# Tepic, Nayarit



## PotatoGuy (May 10, 2005)

Has anyone ever heard about a city called Tepic? its in the state of Nayarit in Mexico and its really a great city. it's the capital of the state with a population of about 500,000+ people, it's pretty small and many people in Mexico have never heard of it. if you have please tell me and if u've ever visited tell me about ur experience

interesting fact: its home to the first hotel in Mexico, the "Hotel Bola de Oro"


----------



## DarkLite (Dec 31, 2004)

yo visito en 2003, it was wonderful, I was headed to Mexico City fro Houston with my friend on vacation and I decided to stay here for a while, what a great place.


----------



## PotatoGuy (May 10, 2005)

im glad you liked it, i love that city so much, its great... 
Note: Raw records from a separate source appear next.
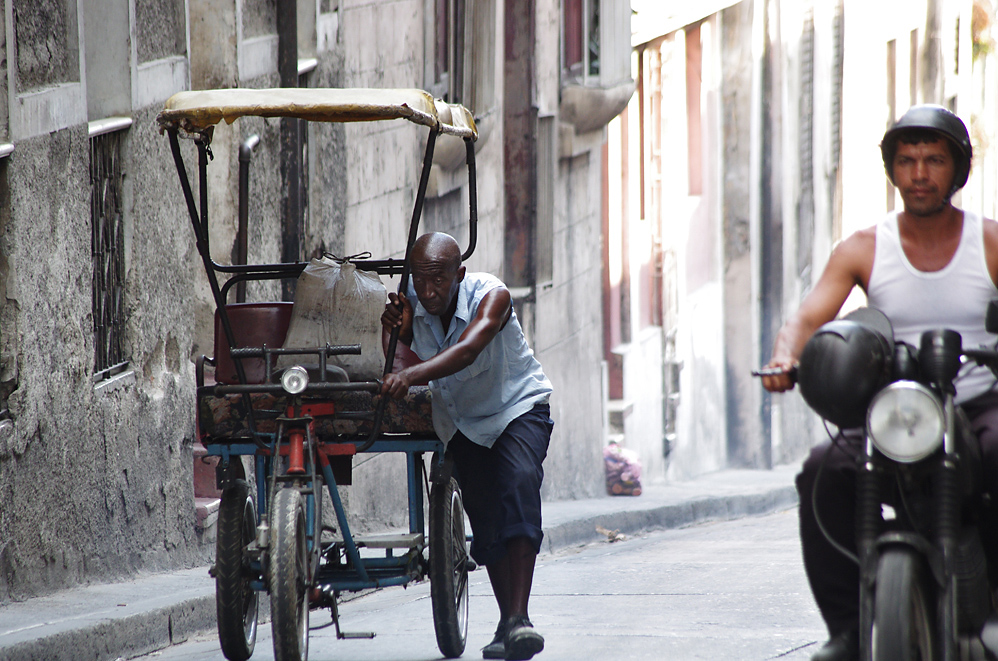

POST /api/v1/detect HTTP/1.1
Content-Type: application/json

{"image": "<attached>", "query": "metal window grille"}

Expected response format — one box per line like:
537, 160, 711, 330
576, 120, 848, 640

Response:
91, 130, 127, 380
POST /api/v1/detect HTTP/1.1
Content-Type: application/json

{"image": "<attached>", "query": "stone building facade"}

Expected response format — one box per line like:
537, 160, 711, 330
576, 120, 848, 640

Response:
0, 0, 631, 602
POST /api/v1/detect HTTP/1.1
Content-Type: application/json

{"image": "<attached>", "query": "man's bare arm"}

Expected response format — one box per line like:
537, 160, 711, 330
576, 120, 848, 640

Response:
762, 228, 875, 392
381, 288, 512, 398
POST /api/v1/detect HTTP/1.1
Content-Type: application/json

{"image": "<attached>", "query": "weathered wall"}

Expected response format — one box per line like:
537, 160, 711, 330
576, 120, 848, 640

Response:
0, 0, 210, 604
319, 0, 448, 529
668, 16, 730, 481
0, 8, 7, 143
0, 117, 209, 602
721, 0, 766, 468
617, 326, 667, 482
135, 0, 188, 62
0, 0, 617, 604
243, 0, 277, 38
13, 0, 78, 89
536, 151, 612, 499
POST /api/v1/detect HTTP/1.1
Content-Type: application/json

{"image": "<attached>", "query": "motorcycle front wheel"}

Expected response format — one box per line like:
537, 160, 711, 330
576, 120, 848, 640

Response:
872, 548, 936, 661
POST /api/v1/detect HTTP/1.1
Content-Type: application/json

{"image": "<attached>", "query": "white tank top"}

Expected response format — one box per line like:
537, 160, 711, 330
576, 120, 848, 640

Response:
867, 211, 998, 403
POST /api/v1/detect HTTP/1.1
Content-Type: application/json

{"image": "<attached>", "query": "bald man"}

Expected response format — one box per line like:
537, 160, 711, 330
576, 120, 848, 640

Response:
382, 233, 553, 661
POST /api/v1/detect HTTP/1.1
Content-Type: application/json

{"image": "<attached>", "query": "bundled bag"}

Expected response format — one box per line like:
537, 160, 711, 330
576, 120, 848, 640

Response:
278, 255, 386, 380
603, 442, 643, 496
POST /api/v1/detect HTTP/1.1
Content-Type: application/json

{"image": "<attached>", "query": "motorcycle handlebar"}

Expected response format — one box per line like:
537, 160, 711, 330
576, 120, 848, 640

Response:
750, 348, 998, 383
963, 348, 998, 373
751, 366, 798, 380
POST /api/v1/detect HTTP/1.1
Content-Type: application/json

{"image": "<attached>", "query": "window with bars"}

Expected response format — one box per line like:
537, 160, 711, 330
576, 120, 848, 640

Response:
426, 0, 466, 102
563, 0, 599, 82
91, 129, 128, 381
562, 0, 630, 88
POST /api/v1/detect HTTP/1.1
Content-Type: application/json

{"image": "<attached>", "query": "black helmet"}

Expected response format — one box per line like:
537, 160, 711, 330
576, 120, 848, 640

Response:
880, 104, 972, 198
797, 308, 894, 429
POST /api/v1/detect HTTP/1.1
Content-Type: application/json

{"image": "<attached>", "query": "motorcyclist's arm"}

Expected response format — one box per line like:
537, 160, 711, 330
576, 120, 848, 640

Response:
762, 228, 875, 393
982, 217, 998, 287
381, 288, 512, 398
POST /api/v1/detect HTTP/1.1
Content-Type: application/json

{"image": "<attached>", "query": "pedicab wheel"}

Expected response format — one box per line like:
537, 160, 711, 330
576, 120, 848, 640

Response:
215, 479, 259, 661
270, 487, 310, 661
872, 548, 935, 661
429, 476, 470, 658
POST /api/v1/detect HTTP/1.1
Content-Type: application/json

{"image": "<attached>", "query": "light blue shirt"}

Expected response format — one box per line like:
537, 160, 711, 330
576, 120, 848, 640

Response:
408, 273, 552, 448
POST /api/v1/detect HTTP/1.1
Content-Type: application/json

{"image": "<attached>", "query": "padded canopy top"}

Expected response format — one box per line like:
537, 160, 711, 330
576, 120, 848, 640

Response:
157, 87, 477, 140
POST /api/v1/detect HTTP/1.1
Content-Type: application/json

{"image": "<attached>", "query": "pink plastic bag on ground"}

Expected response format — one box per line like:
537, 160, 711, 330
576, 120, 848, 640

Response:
603, 442, 642, 496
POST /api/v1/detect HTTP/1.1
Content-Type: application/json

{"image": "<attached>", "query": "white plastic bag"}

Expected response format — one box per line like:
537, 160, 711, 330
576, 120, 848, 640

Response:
278, 256, 386, 380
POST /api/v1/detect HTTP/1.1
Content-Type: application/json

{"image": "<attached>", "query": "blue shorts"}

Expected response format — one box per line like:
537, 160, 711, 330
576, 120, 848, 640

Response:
448, 404, 553, 567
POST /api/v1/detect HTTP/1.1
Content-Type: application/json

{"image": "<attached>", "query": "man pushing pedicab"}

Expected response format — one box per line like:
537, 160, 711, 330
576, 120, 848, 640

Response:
381, 232, 554, 661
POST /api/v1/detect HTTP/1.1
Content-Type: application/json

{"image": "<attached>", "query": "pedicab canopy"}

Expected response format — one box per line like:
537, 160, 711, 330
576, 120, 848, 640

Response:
156, 87, 477, 140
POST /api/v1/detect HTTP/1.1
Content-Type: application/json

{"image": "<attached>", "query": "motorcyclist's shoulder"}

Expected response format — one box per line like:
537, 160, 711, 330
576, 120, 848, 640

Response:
980, 214, 998, 284
828, 225, 877, 280
841, 224, 878, 249
981, 214, 998, 247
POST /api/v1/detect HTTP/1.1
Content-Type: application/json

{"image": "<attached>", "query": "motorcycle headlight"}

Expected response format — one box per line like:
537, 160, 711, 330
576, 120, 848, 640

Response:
866, 381, 944, 463
280, 365, 309, 395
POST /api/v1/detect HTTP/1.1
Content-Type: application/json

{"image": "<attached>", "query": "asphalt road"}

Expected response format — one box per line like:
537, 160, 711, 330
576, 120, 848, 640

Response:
134, 507, 828, 661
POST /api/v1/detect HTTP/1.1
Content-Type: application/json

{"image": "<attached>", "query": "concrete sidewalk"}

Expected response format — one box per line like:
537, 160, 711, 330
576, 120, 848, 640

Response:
0, 464, 800, 661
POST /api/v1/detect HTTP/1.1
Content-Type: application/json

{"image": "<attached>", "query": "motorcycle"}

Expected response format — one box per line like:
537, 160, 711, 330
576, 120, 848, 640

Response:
765, 304, 998, 660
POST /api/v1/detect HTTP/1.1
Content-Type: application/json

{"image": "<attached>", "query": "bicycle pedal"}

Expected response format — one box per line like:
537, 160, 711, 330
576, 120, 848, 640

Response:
339, 631, 376, 639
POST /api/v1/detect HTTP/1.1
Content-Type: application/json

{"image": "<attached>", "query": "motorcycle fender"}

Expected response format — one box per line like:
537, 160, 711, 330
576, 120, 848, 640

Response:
874, 532, 945, 589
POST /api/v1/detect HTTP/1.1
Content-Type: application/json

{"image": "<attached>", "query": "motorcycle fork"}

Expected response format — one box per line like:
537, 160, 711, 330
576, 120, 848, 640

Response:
858, 398, 961, 661
935, 394, 960, 661
857, 434, 881, 661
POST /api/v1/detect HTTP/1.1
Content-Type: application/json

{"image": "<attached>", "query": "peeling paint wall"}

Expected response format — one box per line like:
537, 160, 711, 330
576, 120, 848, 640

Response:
135, 0, 187, 62
0, 0, 207, 603
0, 119, 209, 602
13, 0, 78, 89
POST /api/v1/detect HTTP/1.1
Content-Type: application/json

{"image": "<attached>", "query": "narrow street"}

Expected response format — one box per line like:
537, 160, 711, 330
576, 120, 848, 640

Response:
138, 507, 827, 661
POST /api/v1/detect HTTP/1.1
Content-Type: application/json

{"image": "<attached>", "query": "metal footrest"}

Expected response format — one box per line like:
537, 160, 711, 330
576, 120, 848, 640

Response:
345, 532, 424, 549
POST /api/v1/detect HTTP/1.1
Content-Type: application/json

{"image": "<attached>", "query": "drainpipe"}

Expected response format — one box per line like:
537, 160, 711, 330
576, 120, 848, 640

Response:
237, 134, 261, 303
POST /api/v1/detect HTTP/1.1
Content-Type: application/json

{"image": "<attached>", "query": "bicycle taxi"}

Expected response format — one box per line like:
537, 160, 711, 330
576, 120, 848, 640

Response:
156, 88, 478, 661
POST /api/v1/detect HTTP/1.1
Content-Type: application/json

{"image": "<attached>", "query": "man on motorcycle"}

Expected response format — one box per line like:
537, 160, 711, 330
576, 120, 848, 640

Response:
761, 105, 998, 661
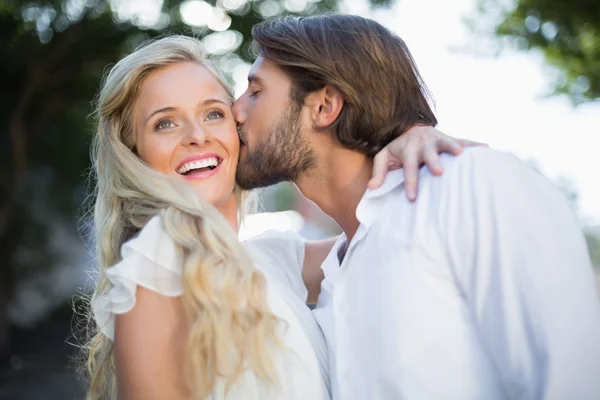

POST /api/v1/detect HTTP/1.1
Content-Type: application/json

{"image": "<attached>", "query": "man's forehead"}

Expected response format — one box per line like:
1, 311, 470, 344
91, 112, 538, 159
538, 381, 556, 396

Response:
248, 56, 284, 83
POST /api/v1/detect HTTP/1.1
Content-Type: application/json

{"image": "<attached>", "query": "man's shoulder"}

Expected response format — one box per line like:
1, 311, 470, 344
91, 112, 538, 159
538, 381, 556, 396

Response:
418, 146, 558, 216
363, 147, 535, 215
368, 147, 535, 220
420, 147, 534, 193
375, 147, 519, 198
438, 146, 522, 174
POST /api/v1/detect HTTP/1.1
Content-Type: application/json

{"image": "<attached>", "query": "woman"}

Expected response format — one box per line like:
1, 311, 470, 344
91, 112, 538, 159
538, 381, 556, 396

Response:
84, 35, 466, 399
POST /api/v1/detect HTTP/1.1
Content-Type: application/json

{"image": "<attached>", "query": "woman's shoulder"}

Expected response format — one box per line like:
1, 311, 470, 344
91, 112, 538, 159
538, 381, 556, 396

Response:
120, 216, 182, 275
243, 230, 308, 302
93, 216, 184, 340
243, 229, 304, 252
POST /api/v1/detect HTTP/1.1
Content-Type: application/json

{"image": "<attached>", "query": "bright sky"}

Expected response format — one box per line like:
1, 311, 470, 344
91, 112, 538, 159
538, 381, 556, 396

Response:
339, 0, 600, 224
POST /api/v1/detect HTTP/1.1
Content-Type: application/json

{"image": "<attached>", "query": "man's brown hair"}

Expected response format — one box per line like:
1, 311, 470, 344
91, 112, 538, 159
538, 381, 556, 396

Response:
252, 14, 438, 156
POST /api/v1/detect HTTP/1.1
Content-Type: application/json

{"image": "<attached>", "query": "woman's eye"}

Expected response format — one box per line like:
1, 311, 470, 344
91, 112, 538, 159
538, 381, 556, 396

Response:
206, 110, 225, 121
249, 90, 260, 98
155, 119, 175, 130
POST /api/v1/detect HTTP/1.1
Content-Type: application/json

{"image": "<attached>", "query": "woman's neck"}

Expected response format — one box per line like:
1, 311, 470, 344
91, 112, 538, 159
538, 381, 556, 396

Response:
215, 192, 239, 232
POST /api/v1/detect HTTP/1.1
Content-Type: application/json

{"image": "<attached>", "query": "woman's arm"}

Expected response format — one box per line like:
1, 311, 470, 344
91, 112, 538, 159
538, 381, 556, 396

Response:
113, 286, 191, 400
303, 238, 338, 304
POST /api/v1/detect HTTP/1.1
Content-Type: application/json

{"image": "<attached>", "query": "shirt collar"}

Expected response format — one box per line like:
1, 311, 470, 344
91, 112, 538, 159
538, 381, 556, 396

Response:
320, 169, 406, 286
321, 234, 347, 286
356, 169, 406, 228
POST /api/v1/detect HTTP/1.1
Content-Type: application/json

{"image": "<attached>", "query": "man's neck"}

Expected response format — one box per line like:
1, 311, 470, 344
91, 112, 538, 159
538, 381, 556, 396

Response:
295, 146, 373, 243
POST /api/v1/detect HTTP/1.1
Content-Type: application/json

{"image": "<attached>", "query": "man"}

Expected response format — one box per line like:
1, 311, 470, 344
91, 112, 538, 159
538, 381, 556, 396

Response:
232, 14, 600, 399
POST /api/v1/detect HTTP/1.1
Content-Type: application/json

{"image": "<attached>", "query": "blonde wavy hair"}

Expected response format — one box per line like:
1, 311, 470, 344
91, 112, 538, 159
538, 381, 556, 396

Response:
82, 35, 280, 399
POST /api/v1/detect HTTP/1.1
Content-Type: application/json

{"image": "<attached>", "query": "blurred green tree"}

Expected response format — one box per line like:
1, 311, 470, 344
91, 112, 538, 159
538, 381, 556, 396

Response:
524, 160, 600, 268
470, 0, 600, 104
586, 231, 600, 268
0, 0, 393, 362
543, 171, 600, 270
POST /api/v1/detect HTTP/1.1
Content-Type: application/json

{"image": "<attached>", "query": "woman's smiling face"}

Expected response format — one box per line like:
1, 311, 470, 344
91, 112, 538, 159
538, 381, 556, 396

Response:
133, 61, 239, 209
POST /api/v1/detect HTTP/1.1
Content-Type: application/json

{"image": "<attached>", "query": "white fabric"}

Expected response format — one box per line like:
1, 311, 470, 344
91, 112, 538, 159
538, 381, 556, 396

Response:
93, 217, 330, 400
243, 231, 331, 393
243, 230, 308, 302
314, 147, 600, 400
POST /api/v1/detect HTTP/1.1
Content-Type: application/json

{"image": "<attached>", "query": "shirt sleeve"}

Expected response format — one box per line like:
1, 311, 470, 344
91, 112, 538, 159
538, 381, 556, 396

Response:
243, 230, 308, 302
436, 148, 600, 399
92, 216, 183, 341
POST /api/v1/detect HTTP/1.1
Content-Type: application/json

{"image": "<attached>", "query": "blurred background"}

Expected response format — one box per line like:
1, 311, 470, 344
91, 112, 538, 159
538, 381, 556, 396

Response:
0, 0, 599, 398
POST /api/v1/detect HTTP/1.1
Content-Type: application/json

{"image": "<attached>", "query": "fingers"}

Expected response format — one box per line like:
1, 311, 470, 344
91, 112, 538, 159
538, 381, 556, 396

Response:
401, 148, 419, 201
436, 136, 464, 155
422, 144, 444, 176
367, 150, 390, 190
457, 138, 488, 148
so thats it? no one has heard of it or visited???


----------



## garyk1 (Aug 3, 2006)

*Hello Tepic*

I lived in Tepic back in the 60,s. Wont go any further un-less someones interested. Gary Knox


----------



## PavementMustard (Jan 19, 2007)

*Tepic is nice*

I was born in tepic. Im half mexican on my moms side so i have been visiting tepic during christmas every other year and i really like the city. I was there this past christmas for the first time in 6 years and since im older now (23) I started to appreciate it more than when i was a kid (during christmas all I really cared about were my toys). I didnt want to leave and I would definitley consider a move there after i graduate from college. its in a great spot too because its not far from both puerto vallarta, a great beach location, and guadalajara which has a lot of things to do.


----------



## ROYU (Jul 19, 2004)

I've never been to Tepic but it seems as a very nice place.


----------



## AleksIII (Nov 16, 2006)

I was born in Tepic and I haven't been on my city for years!! But its a really nice city to live, but it needs a little more of industry to make the city grow.


----------